On Jul 4, 2005, at 2:40 PM, Andreas Raab wrote:
In a way I am but only because you made a major point of a company not linking to or mentioning Squeak.org because of a) the general look of the site and b) the content on the site. While a) might be fixable for most of the audience b) certainly isn't.
Andreas,
I agree with you in general, but I don't think that (b) isn't fixable - or at least, I would claim that it currently needs fixing. Look at the very first sentence on the current squeak.org: "With the Squeak programming system, we have made some delightful and powerful educational applets. " For someone coming to Squeak looking to use it for business, that will be the first sentence and quite possibly the last they read - not because there's anything wrong with educational applets (there's everything right with them, in fact), but because that person will assume that this tool is not aimed at them and go elsewhere.
I think it's just an accident of presentation, but that paragraph about Squeakland ends up being the defining description on the squeak.org home page because of its placement. It doesn't surprise me at all that netstyle didn't want to link to that. Move it or downplay it or remove it, and you'll remove about half the reservations I would have about linking to squeak.org.
For the other half:
Because may be squeak.org is dead anyway.
Only once we start ignoring the contents for the looks of the site.
The contents have been ignored, apparently, for about 5 years: the "Where is Squeak Headed" section claims to be "coming soon" and offers "Entering 2000" as the latest material. Anyone would think that Squeak has been stagnant or abandoned since the days of superbowl ads for online petfood... we need to fix this if we're going to have any credibility.
By deciding what we choose to present on the website we will attract a certain audience. Choosing a purely business oriented presentation will certainly attract the business kind of guy and (almost) certainly alienate the media/fun/education kind of visitor. And quite possibly vice versa and that's the essence of the question: Should we go broad, and risk that some companies don't link to/mention Squeak.org because they feel it's too risky or should we go narrow, catering to some particular subgroup (which doesn't have to be business) instead? You seemed to make a point of that the website should be done in a way that some companies link to it - I just called this into question since I think the website of the Squeak.org community needs to be broader than that.
OTOH, a project (such as Seaside) might provide their own presentation and I think it's perfectly fine for a particular entity (company or otherwise) to link to that project instead of Squeak. This is commonplace in many other communities and environments and I don't see why Squeak.org would have to subsume all of these individual projects.
The bottom line here is that I think we shouldn't be scared of some company/project saying "I'll rather link to Seaside/wxSqueak instead of Squeak.org because it has a more business-oriented look and feel" I think that's *good* since it allows Squeak.org to remain relatively broadly focused.

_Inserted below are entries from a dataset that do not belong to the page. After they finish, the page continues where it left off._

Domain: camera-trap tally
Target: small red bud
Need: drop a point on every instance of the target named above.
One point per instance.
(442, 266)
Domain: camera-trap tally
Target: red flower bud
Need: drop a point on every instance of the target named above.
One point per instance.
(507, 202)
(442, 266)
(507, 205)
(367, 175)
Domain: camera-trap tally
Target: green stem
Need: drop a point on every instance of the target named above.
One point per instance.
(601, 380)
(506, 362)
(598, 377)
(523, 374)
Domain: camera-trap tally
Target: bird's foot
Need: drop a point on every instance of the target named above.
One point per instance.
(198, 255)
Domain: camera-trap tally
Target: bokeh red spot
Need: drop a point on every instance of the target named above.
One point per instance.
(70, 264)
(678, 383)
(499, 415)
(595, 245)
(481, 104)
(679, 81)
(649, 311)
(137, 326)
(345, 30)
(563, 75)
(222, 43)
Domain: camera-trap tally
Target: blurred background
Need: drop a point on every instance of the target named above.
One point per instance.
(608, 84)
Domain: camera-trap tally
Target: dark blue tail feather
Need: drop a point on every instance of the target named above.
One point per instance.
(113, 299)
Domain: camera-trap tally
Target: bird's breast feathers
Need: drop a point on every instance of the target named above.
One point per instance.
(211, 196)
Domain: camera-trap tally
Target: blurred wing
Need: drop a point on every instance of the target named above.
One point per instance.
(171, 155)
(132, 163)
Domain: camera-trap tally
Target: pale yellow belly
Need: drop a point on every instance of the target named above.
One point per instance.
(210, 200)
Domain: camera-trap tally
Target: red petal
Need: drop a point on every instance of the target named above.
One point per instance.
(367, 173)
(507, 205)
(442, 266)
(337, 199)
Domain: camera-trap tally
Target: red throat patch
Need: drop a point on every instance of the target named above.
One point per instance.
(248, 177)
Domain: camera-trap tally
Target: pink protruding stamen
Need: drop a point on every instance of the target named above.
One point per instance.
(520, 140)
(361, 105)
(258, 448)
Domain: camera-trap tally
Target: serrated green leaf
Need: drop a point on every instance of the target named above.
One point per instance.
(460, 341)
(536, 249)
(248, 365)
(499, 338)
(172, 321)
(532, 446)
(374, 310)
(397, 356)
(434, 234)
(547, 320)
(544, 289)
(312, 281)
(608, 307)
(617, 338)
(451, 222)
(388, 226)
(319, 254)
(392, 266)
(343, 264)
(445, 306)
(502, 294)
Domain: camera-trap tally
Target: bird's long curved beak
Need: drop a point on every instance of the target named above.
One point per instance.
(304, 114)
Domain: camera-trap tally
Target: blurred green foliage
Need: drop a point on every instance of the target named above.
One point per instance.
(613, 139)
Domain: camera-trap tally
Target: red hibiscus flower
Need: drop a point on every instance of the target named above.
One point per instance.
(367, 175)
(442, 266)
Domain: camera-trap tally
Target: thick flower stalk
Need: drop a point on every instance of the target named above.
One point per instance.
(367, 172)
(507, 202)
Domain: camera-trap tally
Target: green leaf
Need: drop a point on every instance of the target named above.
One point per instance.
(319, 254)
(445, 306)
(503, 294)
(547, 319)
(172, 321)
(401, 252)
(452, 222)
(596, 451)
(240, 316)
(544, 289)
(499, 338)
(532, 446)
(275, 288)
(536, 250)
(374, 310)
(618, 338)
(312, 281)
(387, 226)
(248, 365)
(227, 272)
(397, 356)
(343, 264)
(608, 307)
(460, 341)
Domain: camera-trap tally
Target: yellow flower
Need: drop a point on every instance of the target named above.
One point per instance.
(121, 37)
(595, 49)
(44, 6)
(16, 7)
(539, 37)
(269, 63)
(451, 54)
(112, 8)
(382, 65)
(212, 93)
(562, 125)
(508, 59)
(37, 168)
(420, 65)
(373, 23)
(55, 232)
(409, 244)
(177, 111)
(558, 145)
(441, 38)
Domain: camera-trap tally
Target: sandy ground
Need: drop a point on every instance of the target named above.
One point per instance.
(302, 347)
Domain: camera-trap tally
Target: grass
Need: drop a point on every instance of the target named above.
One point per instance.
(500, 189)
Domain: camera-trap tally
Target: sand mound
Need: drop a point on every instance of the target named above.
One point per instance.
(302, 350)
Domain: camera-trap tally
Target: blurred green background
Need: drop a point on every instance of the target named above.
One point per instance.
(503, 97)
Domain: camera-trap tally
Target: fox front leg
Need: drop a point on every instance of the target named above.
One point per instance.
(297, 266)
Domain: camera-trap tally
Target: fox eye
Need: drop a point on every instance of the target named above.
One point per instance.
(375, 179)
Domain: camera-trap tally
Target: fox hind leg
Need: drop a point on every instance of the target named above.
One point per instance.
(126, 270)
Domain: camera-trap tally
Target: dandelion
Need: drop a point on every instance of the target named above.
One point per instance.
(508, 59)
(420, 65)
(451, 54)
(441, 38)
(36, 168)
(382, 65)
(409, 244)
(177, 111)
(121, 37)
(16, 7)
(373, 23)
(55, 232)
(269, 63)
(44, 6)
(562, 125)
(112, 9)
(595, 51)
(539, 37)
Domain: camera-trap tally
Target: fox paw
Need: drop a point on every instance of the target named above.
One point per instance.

Yes, I agree. The apache.org site is a good example here: there's almost nothing on the top-level site, and everyone always links to one of the (many) project sites. One thing that makes this feel a little more cohesive is that they are all something.apache.org. I don't know if that's a can of worms we want to open, but in theory I can see having a very simple, general www.squeak.org with tweak.squeak.org, wx.squeak.org, and so on below it serving individual communities.
At any rate, I see no problem with netstyle & co linking to seaside.st instead of to squeak.org. We could, for example, put download links to Squeak VMs on that site too (there's already an image download) so that someone that was only interested in using Seaside could get everything they need from there. But if we go that route, one thing we do need is prominent links from squeak.org to all of the various sub-community sites, so that if someone stumbles upon squeak.org through some other means they can find their way to the right place.
Avi
PS - in this general vein, I think it's really unfortunate how common it is for people mentioning Smalltalk to link to smalltalk.org, which is more of a personal site than a community one; and conversely, that there's no particular Smalltalk site that *is* worthwhile to link to. www.whysmalltalk.com is the best I know of; do others have better suggestions?